A Robotic Skill Learning System Built Upon Diffusion Policies and Foundation Models
Nils Ingelhag, Jesper Munkeby, Jonne van Haastregt, Anastasia Varava, Michael C. Welle, Danica Kragic
TL;DR
The paper tackles scalable robotic skill learning in long-tail manipulation tasks by presenting the Robotic Skill Learning System (RSLS), which combines diffusion-based visuomotor policies for skill execution with foundation-model–driven skill selection and precondition validation.
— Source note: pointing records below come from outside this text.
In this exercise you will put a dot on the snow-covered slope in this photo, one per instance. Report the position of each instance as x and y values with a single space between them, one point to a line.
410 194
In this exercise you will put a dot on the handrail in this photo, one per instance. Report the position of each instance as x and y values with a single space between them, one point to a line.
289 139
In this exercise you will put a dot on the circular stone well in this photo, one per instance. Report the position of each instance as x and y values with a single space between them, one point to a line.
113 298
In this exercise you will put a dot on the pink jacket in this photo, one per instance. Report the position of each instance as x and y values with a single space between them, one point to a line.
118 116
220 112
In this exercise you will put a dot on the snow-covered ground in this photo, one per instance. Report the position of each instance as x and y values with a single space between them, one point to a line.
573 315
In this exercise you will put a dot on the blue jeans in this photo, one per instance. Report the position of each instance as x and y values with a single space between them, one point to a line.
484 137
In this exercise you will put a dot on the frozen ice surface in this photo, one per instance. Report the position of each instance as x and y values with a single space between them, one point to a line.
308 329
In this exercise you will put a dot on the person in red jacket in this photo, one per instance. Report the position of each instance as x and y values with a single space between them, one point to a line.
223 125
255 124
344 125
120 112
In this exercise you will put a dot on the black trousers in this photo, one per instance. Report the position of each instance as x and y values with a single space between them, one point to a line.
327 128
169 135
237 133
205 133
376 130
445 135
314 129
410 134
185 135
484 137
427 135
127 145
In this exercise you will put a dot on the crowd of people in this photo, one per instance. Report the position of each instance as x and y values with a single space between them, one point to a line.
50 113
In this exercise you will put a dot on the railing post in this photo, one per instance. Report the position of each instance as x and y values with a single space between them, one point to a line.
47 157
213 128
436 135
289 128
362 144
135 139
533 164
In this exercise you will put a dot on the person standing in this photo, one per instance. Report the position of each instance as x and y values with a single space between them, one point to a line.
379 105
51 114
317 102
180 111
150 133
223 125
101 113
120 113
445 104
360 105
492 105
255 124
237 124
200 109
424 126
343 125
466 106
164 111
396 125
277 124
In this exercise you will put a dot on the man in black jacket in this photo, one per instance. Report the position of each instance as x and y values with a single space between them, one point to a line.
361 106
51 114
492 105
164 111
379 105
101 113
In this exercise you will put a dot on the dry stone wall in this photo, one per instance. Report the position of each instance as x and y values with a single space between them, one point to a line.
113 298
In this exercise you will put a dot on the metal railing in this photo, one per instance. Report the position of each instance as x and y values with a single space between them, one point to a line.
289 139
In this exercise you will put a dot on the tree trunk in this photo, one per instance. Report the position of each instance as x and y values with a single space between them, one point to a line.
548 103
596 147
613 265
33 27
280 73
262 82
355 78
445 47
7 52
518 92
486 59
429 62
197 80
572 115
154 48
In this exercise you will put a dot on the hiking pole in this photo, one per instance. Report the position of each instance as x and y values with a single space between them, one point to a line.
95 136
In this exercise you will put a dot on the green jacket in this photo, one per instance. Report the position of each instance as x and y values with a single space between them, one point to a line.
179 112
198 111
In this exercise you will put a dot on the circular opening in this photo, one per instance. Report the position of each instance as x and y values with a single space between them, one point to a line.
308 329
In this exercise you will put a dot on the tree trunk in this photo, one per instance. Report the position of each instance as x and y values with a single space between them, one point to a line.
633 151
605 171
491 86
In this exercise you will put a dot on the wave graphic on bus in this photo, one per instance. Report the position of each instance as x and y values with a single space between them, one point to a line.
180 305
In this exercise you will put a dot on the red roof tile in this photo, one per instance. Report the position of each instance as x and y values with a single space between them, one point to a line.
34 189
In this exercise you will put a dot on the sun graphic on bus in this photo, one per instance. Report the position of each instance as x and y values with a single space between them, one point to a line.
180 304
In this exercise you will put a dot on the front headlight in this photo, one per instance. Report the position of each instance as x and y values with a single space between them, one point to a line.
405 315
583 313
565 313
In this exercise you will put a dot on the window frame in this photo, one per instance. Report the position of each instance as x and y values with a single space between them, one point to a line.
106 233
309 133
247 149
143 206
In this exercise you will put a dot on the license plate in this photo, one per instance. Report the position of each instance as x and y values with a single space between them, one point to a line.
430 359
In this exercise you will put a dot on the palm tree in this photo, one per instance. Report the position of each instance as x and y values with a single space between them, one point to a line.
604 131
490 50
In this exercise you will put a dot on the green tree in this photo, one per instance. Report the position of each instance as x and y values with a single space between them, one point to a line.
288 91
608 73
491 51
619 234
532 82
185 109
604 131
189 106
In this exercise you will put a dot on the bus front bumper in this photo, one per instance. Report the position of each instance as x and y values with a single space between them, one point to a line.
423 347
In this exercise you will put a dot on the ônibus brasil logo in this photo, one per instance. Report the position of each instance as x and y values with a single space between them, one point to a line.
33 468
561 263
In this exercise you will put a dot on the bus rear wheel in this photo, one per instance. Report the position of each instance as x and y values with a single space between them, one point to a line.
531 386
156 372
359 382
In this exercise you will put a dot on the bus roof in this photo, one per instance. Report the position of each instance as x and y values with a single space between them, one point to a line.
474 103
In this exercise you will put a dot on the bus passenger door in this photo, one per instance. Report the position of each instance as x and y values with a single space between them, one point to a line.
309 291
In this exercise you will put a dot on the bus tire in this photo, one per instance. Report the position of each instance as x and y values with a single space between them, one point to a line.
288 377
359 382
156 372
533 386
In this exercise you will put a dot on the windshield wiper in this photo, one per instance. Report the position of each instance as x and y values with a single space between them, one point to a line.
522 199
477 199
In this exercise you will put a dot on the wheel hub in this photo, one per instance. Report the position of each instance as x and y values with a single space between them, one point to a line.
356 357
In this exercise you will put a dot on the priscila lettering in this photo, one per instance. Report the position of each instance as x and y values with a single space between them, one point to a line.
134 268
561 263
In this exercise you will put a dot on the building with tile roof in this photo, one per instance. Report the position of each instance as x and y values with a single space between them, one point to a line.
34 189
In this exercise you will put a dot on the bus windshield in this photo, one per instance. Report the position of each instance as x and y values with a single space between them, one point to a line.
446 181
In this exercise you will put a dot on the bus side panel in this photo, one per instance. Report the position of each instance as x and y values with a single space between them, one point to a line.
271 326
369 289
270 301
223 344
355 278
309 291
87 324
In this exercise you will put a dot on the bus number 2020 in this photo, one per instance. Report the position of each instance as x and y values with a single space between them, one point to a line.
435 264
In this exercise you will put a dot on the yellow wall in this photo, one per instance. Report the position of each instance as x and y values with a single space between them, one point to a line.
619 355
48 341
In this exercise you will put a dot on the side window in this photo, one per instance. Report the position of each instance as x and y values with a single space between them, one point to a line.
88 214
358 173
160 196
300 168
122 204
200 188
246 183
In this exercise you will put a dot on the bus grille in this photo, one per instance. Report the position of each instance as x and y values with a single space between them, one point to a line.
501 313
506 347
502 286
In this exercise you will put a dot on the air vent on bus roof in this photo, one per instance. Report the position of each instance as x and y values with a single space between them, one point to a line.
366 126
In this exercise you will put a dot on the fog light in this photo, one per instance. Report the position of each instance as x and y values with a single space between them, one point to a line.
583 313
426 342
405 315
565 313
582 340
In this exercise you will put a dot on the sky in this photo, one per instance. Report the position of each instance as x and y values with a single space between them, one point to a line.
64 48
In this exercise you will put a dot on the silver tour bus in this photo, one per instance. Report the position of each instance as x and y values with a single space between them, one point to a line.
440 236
New skills are acquired through teleoperated demonstrations (approximately 50–150 per skill) and added to a growing skill library, enabling continuous expansion. The authors evaluate RSLS in both simulated and real-world food-serving scenarios, comparing two leading foundation models (GPT-4 and Gemini) for skill matching and precondition checks, and demonstrate substantial performance gains when integrating LLM and VLM components. The work demonstrates practical impact by enabling robots to learn new tasks with modest demonstration data and by validating the end-to-end framework across multiple environments, with public results and videos available online.
Abstract
In this paper, we build upon two major recent developments in the field, Diffusion Policies for visuomotor manipulation and large pre-trained multimodal foundational models to obtain a robotic skill learning system. The system can obtain new skills via the behavioral cloning approach of visuomotor diffusion policies given teleoperated demonstrations. Foundational models are being used to perform skill selection given the user's prompt in natural language. Before executing a skill the foundational model performs a precondition check given an observation of the workspace. We compare the performance of different foundational models to this end as well as give a detailed experimental evaluation of the skills taught by the user in simulation and the real world. Finally, we showcase the combined system on a challenging food serving scenario in the real world. Videos of all experimental executions, as well as the process of teaching new skills in simulation and the real world, are available on the project's website.